Пересечь границу

Прежде чем Геродот отправится в свое очередное путешествие, пробираясь скалистыми тропками, плывя на корабле по морю, скача на коне по бездорожью Азии, прежде чем доберется до недоверчивых скифов, откроет чудеса Вавилона и исследует тайны Нила, прежде чем узнает сотню других мест и увидит тысячу уму непостижимых вещей, он на мгновение появится в лекциях о древней Греции, которые профессор Бежунская-Маловист читала два раза в неделю в Варшавском университете для первокурсников исторического факультета.

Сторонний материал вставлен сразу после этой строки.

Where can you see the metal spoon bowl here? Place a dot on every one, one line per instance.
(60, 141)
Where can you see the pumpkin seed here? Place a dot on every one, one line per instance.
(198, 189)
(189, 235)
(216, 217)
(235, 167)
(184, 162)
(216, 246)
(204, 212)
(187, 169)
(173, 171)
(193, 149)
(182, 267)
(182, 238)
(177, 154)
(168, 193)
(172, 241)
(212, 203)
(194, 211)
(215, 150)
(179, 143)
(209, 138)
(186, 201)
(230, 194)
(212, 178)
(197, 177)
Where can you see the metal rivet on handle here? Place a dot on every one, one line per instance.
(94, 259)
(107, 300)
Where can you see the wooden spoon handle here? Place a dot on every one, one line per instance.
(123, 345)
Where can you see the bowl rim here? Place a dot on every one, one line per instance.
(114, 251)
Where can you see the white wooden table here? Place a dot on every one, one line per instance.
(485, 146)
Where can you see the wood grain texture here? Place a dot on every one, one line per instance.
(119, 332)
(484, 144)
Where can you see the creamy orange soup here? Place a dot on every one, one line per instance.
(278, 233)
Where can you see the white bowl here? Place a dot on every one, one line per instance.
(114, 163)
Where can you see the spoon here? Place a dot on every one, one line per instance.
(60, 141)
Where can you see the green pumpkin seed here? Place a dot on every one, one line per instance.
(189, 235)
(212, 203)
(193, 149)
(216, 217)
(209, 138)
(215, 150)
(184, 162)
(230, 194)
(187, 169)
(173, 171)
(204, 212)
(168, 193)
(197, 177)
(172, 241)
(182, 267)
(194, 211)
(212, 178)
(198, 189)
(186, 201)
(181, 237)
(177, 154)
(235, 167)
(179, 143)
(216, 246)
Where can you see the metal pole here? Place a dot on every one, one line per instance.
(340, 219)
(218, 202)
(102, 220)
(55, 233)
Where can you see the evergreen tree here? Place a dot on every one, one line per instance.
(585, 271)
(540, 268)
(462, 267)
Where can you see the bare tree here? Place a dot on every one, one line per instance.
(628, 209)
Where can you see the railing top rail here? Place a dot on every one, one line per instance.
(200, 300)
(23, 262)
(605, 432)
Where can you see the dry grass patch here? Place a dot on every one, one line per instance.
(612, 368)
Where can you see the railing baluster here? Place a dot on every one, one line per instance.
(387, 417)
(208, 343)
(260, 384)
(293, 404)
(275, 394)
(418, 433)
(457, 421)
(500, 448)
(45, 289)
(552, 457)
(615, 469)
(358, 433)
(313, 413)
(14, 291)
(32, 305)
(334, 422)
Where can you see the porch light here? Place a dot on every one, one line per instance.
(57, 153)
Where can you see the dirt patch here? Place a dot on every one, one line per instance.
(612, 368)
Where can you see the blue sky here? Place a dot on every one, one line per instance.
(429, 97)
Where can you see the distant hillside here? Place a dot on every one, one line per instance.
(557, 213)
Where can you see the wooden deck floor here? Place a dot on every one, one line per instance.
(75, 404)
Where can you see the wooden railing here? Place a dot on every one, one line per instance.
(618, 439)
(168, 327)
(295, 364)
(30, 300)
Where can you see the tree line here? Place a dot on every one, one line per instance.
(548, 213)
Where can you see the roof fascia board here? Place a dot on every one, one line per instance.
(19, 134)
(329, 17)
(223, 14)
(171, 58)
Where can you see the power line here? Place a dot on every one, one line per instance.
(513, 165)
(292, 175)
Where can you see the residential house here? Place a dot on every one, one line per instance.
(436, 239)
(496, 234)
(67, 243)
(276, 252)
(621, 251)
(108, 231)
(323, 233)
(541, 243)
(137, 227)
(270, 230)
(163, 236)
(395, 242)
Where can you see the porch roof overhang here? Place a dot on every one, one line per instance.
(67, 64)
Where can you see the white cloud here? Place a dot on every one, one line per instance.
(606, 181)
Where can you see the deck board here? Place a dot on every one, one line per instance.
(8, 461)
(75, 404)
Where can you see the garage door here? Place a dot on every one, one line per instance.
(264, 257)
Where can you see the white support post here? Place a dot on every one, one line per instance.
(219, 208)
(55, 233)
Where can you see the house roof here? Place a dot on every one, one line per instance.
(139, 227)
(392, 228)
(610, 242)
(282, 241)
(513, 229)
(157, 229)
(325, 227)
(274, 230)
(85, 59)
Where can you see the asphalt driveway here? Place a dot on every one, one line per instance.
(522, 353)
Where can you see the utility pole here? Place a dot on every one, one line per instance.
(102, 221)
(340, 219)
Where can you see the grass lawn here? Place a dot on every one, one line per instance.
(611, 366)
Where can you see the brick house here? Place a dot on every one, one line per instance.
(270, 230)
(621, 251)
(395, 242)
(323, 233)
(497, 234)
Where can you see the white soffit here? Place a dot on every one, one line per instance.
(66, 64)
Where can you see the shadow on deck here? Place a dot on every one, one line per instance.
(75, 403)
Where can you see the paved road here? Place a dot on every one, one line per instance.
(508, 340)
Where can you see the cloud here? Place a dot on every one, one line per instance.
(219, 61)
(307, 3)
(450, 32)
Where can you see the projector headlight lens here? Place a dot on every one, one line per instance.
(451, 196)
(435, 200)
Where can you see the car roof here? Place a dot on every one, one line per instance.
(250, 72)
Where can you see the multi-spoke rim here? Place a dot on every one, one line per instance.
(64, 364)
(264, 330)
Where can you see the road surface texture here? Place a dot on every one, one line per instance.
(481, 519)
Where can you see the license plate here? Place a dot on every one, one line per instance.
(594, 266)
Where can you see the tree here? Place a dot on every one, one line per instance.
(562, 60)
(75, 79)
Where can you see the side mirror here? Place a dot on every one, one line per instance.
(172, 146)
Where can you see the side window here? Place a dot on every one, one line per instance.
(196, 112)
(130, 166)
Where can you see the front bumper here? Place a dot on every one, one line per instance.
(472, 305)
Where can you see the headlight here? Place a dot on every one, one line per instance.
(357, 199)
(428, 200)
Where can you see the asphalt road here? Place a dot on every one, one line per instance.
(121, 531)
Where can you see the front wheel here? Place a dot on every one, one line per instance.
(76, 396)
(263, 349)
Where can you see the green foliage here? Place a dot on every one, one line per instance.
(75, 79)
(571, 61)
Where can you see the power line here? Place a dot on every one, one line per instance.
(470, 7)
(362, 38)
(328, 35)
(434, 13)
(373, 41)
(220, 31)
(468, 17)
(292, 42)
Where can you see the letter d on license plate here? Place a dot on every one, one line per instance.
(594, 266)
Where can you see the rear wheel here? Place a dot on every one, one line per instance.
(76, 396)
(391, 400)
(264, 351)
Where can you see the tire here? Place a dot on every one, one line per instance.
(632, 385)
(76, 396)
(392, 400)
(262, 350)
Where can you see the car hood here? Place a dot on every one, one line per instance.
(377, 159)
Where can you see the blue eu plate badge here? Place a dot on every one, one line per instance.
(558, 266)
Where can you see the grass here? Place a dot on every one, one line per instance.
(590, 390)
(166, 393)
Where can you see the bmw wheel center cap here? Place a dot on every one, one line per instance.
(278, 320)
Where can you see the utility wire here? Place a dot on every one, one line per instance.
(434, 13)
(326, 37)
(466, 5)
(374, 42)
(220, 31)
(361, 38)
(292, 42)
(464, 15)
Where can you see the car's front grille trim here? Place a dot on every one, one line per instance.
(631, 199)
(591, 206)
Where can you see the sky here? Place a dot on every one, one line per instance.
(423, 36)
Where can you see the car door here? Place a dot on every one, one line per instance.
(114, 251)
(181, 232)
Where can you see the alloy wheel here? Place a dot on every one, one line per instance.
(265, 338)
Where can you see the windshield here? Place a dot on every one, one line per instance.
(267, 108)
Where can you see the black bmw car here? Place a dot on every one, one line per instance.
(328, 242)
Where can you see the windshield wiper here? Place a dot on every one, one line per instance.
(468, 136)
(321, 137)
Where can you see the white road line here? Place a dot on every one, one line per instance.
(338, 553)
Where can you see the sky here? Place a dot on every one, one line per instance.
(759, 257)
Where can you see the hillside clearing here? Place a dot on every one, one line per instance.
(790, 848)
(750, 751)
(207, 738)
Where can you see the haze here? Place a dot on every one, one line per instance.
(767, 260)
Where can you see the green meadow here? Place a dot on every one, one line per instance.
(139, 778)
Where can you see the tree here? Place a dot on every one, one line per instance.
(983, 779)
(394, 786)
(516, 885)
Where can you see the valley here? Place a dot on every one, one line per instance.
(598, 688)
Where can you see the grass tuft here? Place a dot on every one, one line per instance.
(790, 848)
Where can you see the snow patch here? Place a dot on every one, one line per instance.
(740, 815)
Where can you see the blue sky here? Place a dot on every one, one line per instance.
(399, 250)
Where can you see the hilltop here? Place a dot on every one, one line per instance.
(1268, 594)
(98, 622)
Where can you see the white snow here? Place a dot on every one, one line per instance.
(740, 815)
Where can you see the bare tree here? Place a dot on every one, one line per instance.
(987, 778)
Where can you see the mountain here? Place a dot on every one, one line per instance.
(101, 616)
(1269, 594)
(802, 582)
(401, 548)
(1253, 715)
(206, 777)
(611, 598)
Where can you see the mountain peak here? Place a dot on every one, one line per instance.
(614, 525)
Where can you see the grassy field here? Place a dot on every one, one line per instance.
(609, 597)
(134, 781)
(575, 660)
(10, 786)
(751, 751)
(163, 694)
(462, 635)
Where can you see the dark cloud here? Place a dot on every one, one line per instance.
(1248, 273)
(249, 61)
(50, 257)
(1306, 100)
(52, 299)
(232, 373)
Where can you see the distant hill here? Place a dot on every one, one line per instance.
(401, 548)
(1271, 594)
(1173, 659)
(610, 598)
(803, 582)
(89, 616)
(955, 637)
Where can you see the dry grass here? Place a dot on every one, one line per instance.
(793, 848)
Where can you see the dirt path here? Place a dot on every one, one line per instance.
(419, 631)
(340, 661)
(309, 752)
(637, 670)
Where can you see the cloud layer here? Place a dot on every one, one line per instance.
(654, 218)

Появится и тут же исчезнет.

Исчезнет моментально и так основательно, что теперь, когда через многие годы я пересматриваю конспекты тех лекций, не могу отыскать в них его имени. Есть Эсхил и Перикл, Сафо и Сократ, Гераклит и Платон, Геродота же — нет. А ведь мы конспектировали подробно, конспекты были нашим единственным источником знаний: всего пять лет, как закончилась война, город лежал в руинах, библиотеки пожрал огонь, и учебников у нас не было, книг не хватало.

У профессора спокойный, тихий, ровный голос. Ее темные внимательные глаза смотрят на нас через толстые стекла очков с явным любопытством. Она сидит за высокой кафедрой, а перед ней — сотни молодых людей, большая часть которых не имеет понятия, что Солон — великий человек, не знает, почему впала в отчаяние Антигона, не может объяснить, каким образом у Саламина Фемистокл заманил персов в ловушку.

Честно говоря, мы не очень-то знали, где расположена Греция, и что у страны с этим названием такое сказочное прошлое, такая исключительная история, что ее преподают в университете. Мы были детьми войны; в военные годы гимназии закрылись, в крупных городах порой организовывали подпольные курсы, но большинство в нашей аудитории составляли юноши и девушки из далеких деревень и маленьких городков, недоучившиеся в свое время, недочитавшие. Шел 1951 год, и в институты принимали без экзаменов, потому что главным критерием для приемных комиссий считалось происхождение: дети рабочих и крестьян имели самые высокие шансы на зачисление.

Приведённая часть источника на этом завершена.